You can change the default used by all tests, unless overriden through the options listed below, by changing the
configuration value PropertyTesting.defaultSeed
.
Manually specifying the seed​
To manually set the seed, pass an instance of PropTestConfig
to your prop test methods. You might want to do this if
you find a test failure, and you want to ensure that those values continue to be executed in the future as a regression
test.
For example:
class PropertyExample : StringSpec({
"String size" {
forAll<String, String>(PropTestConfig(seed = 127305235)) { a, b ->
(a + b).length == a.length + b.length
}
}
})
Whenever a property test fails, Kotest will output the seed that was used. You can duplicate the test, setting it to use this seed so you have permanent regression test for those values.
Rerunning failed seeds​
By default, when a property test fails, the seed used by that test is written to a file
in ~/.kotest/seeds/<spec>/<testname>
. Whenever a property test runs, this seed is detected if the file exists, and
used in place of a random seed. Next time the test is successful, the seed file will be removed.
A manually specified seed always takes precedence over a failed seed.
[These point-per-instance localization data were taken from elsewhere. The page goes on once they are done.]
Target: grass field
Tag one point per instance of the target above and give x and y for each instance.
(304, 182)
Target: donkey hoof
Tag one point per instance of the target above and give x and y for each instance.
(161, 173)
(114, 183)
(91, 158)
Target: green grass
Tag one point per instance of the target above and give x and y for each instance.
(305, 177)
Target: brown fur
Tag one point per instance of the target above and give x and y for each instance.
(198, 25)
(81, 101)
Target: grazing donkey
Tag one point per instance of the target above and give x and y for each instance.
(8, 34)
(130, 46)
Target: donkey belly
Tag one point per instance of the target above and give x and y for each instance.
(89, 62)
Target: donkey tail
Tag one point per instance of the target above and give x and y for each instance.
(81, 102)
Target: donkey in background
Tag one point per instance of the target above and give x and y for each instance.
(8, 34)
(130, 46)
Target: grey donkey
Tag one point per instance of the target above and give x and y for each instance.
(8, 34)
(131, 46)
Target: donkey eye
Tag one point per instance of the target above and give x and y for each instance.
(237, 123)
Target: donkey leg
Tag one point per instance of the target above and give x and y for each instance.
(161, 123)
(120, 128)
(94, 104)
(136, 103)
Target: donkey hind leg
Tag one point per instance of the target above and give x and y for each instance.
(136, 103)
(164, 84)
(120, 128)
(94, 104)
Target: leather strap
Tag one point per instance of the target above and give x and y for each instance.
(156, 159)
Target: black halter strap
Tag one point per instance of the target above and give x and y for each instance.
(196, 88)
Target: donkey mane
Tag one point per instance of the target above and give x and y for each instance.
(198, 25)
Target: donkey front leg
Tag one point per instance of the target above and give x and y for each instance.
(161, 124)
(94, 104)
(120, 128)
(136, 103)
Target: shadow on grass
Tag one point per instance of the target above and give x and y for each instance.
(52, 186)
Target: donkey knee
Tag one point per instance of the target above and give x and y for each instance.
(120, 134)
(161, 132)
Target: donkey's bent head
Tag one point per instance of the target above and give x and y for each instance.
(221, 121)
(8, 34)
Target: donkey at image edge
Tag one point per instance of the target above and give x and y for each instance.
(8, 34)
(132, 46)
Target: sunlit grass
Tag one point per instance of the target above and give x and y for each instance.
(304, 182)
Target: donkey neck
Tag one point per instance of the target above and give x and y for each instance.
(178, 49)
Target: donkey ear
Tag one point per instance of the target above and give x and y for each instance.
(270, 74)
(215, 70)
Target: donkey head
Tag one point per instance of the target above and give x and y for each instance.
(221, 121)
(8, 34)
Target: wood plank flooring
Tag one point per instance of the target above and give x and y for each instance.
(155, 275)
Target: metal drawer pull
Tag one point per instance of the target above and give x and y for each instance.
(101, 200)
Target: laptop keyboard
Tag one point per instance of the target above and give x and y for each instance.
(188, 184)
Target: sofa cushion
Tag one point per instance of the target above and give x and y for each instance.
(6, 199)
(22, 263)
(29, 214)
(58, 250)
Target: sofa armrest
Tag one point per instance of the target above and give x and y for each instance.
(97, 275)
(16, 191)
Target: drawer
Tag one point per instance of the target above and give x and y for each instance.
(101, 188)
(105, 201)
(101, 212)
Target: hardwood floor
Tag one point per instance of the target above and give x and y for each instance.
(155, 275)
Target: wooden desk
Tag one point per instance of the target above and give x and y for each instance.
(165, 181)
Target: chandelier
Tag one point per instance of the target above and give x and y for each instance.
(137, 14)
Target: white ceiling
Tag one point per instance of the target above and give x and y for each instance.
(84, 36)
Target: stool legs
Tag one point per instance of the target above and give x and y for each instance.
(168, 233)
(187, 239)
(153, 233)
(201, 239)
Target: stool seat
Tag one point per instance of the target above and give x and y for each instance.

This feature can be disabled by setting PropertyTesting.writeFailedSeed = false
Failing when seeds set​
Some users prefer to avoid manually specifying seeds. They want to use them locally only, when developing, but to avoid
checking them in. If this is your style, then set PropertyTesting.failOnSeed = false
or the env
var kotest.proptest.seed.fail-if-set
to false
on your server.
Then if a seed is detected, the test suite will fail.